Nevertheless, animal models clarified the positioning of drugs/vaccines during the COVID-19 pandemic, giving precise ideas of their antiviral potency. Finally, constant evaluation and correction of the most appropriate model used during pandemic period is crucial. Selected models should indeed be utilized in the best possible manner in accordance with assumptions made and the latest scientific updates.

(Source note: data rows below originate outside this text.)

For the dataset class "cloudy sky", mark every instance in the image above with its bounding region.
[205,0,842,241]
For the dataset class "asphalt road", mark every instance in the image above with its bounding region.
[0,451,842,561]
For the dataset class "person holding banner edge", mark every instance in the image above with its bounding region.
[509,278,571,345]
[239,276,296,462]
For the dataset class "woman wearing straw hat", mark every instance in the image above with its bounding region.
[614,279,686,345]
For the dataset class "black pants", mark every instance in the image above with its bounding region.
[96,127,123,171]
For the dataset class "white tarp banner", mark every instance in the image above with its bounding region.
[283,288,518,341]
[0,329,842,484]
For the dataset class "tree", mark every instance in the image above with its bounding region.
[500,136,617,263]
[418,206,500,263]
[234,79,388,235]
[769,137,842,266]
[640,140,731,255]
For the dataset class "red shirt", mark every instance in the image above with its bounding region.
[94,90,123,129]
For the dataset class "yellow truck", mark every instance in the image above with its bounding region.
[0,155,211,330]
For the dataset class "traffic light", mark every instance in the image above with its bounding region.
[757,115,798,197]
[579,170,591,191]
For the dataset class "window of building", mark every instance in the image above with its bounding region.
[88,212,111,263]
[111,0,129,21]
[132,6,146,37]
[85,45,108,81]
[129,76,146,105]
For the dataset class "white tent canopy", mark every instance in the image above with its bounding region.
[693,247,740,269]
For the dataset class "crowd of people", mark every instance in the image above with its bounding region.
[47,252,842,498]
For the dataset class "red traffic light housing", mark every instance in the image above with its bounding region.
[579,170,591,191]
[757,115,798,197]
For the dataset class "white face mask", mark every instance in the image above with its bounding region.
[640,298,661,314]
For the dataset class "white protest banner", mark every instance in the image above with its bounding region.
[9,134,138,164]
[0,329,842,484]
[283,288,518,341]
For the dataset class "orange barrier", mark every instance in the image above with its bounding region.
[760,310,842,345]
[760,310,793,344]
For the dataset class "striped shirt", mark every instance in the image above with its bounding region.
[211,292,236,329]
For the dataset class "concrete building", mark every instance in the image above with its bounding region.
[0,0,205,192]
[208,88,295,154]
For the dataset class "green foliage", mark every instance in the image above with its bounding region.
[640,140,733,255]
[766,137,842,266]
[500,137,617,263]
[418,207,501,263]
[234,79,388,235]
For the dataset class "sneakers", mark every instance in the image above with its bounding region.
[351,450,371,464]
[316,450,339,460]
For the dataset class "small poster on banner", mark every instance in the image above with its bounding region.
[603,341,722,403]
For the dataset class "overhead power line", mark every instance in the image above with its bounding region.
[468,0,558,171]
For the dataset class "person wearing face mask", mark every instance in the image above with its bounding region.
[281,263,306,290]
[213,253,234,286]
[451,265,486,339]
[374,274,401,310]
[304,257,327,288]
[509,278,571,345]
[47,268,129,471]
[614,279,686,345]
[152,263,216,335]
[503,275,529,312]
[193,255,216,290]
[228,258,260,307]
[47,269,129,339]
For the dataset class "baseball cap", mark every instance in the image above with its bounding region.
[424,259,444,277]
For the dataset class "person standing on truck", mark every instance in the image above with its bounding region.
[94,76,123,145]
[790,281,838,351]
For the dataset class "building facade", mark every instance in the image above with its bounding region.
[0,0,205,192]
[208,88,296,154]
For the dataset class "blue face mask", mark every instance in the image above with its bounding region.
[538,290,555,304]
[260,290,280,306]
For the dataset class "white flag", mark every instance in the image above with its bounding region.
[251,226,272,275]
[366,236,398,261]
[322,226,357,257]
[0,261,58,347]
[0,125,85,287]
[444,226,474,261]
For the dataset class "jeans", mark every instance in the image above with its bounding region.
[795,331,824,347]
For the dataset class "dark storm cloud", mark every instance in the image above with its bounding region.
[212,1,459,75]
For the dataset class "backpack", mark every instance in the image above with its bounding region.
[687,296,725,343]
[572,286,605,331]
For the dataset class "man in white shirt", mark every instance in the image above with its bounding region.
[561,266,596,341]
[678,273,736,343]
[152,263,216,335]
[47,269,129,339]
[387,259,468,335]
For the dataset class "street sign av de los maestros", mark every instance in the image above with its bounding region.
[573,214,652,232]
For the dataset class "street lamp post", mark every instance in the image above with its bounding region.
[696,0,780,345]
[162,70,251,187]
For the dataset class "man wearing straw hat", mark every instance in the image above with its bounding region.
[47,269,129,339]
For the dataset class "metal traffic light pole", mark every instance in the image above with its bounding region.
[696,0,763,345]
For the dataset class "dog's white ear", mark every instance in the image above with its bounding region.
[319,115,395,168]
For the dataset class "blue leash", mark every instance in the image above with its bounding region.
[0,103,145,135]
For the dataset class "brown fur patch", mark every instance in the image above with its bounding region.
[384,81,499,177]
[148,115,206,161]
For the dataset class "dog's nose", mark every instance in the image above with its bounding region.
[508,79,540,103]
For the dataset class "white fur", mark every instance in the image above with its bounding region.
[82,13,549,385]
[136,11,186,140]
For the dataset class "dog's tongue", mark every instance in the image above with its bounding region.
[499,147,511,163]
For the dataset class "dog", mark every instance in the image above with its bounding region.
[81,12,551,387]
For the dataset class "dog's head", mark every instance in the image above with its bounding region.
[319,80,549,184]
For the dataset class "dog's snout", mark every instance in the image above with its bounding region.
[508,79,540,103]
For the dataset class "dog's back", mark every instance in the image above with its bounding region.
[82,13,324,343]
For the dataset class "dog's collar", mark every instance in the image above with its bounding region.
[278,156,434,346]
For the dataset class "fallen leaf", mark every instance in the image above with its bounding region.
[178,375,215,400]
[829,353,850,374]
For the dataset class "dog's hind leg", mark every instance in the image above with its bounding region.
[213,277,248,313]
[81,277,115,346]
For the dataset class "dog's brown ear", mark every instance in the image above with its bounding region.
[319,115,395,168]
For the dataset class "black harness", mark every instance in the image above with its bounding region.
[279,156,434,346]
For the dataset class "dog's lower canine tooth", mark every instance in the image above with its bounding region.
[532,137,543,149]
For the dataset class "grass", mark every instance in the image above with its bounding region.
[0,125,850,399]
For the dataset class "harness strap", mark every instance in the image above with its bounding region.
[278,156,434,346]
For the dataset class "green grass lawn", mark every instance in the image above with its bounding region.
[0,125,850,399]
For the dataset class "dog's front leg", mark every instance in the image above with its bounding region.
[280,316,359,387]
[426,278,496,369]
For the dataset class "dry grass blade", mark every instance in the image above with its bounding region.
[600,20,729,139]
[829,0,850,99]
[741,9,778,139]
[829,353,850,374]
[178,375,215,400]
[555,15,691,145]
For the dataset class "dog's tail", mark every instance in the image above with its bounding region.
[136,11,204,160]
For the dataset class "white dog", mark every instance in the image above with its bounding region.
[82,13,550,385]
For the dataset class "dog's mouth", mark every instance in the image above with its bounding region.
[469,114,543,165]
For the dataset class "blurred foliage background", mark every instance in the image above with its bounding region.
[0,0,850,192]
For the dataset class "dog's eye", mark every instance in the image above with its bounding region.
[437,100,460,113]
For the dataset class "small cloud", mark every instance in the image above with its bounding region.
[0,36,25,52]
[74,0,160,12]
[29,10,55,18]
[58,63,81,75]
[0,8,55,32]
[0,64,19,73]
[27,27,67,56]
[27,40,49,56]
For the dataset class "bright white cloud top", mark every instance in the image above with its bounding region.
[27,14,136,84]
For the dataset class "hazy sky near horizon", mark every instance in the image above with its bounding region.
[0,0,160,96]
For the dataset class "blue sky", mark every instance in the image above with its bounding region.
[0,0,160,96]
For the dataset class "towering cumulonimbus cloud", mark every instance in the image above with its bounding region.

4. Conclusions & Discussion

The COVID-19 global health crisis rapidly reminded us how great the latency period between the development of adapted state-of-the-art models versus the need to promptly understand disease pathophysiology and to evaluate therapeutic candidates could be. Initially, the lack of consensus regarding study design and experimental readouts sometimes led to unreliable data and general confusion. To date, many different preclinical models are accessible for the investigation of SARS-CoV-2 infection. The in vitro models are mandatory for the understanding of the virus life cycle and compound high-throughput screening. They have the advantage of being quite simple and highly informative in considering virus-host interactions and compound mechanisms of action. Animal models have value in the study of virus transmission, tropism, and evaluation of systemic effects of the infection. These complex models are crucial to assess drug and vaccine efficacy before moving onto clinical trials. A lesson to be drawn from the SARS-CoV-2 outbreak is that none of the models tested so far completely reflects human COVID-19. A more precise examination of the SARS-CoV-2 life cycle and pathophysiology via the diversification of assays will improve the comprehension of virus features and save precious time. The advent of 3D cell-based assays coupled with new emergent engineered technologies is surfacing as the new potent modeling strategy for biomedical research. These human-centered approaches recapitulate cellular heterogeneity, the extracellular environment, and more importantly are exploitable over long periods. Combined-3D models represent quite well the human biology complexity and also overcome animal use limitations, being applicable on a larger scale and therefore facilitating clinical translation. Following such an emergency period, it is of critical importance to pursue modeling enhancement and to recall the relevance of each respective model, with their advantages and limitations.